Sunday, November 16, 2008

Hard Truth and Consequences

Let me start by apologizing for this post. It seems I am stuck doing long, lengthy rants that feel like me blowing off steam, more than any thing else. Next post will be a memory, via Grandma Case, I promise.

Saturday night was a wedding, after getting up at 3:00am, working twelve hours and standing in a line at Auto Zone for forty five minutes. Not a chance that I was going to be in a good mood.

Doesn't matter were you are, you can learn lessons, from the many things going on around you. On purpose, I am not going to give you any details about what happened at the wedding, because I am so tired of the innocent people getting hurt and those who cause so much pain. are rewarded. Lets just say that more than one person is perplexed at why I am no longer there friend, because of there actions towards me and my family.

I may have forgiven them (even though no request for forgiveness was made), but what confuses me, is how they don't understand the consequences of there actions.

So my family and my wifes brother's family, snuck out for Chinese food.

Dinner was wonderful.

In all aspects of live, there are consequences to actions. Man can not change that fact. And yet "the world" seems to believe that it can.

In 1998 I made a big mistake that I am willing to admit. I bought a 1992 Chevy s10 Blazer with a bad motor. My brother Steve helped me put a new motor in it, but it never reached it's full potential. That was a bad choice on my part and I lived with the consequences.

The story of the hunk of junk, mention above, doesn't end there. About a year later, this car was stolen.

Four youths were coming home from a party, when they decided that walking was beneath them. My car, seemed to be handy and is less than two minutes, they had wheels.

Then it was decided that the party didn't need to end, so they spent a couple of hours grabbing beer from grocery stores, and running out the front door. They were not worried, because if any one got a license number, they were in my car.

The next morning, after drinking and driving all night long, they went through a school zone, doing forty, in front of an officer of the law. As soon as the lights came on, it was a high speed chase, ending with my Blazer in some one's fence (I think the real reason this truck was bound for the scrap yard, was because of that high speed chase). The four youths scattered and only one was caught.

During questioning of the one youth that was caught, a lawyer had to be present. In the interest of this fourteen year old boy, all pressure was removed, to have the boy point a finger at the other three, for fear of bodily harm, in retaliation.

The full consequences of these actions, for this youth, were as followed; He was made to pay back my deductible and my time lost from work, amounting to about five hundred dollars. And he had to write me a letter of apology. Thats it. No money was ever returned to the insurance company (making every one's rates go up). The other three, were never punished in any way. The hard truth is the consequences didn't fit the crime.

With out consequences there is no remorse. The proof is in the letter of apology, that I received. Past the opening line of "I'm sorry I took your car", was a page and a half of please feel sorry for my because I had to spend a few hours at night after school, working a job (provided by the state), for six months, to pay back the five hundred dollars.

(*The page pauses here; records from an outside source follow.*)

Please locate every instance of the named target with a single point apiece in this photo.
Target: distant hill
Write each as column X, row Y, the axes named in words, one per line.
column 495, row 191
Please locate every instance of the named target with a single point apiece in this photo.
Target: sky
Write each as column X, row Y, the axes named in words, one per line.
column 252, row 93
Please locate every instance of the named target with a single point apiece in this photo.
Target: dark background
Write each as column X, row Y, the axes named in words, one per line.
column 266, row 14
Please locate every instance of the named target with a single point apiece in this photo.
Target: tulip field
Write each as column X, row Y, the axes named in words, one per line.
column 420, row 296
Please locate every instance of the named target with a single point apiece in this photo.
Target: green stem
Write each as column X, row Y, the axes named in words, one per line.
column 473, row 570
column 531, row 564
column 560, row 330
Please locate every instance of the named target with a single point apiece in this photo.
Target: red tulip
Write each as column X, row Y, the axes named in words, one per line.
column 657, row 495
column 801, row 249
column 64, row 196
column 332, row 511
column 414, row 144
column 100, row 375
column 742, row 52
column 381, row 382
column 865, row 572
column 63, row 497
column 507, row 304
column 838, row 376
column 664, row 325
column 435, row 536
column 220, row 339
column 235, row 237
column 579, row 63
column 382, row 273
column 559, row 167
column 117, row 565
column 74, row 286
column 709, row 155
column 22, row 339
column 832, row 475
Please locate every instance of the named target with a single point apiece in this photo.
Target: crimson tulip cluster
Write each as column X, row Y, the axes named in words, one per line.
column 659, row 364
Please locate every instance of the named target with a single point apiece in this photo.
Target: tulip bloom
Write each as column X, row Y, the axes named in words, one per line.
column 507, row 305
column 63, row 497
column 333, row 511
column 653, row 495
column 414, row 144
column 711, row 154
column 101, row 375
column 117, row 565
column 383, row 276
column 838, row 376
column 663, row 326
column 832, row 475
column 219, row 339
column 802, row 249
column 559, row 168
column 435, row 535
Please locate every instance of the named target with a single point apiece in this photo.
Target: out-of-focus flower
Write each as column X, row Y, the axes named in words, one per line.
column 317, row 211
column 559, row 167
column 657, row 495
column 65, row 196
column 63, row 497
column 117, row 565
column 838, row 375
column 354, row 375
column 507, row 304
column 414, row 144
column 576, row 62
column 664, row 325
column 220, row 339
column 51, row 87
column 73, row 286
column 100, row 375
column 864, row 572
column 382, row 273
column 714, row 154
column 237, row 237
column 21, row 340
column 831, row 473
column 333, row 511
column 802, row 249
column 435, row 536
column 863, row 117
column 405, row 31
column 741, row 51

That happened about nine years ago, and that boy should be a man by now. It is obvious that there was no way for me to see how his live turned out. But I do know what happened to some of the boys I grew up with.

The consequences of your actions, good or bad, always catch up to you. The world can only delay, never remove.

Congress has just sent money (out of our pocket) to help people stay in homes, they couldn't afford in the first place. Consequences, delayed. If they couldn't afford the home then, how can they afford it now.

I could go on and on with example after example of situations were people confuse compassion with changing the consequences of ones actions, but it is like talking horsepower to a car nut. You get it, or you don't.

In my own life, I am going to take a slow, hard look at how I handle the consequences of what I do and how it effects others. Slow, because of the need to think things through. I think better when I take my time.

It's true, I love you all. Boyd

1 comment:

The Duncan Proect said...

As always, enjoyed this. Most of the time we forgive because not to do so rarely harms anyone but ourselves. The gospel teaches that I, the Lord, will forgive whom I will forgive, but of you it is required to forgive all people. So interesting to look at it from the perspective that this is not another law of Moses reaction but a loving instruction because he understands what rancor develops in the person who does not. Thanks for making me think this am.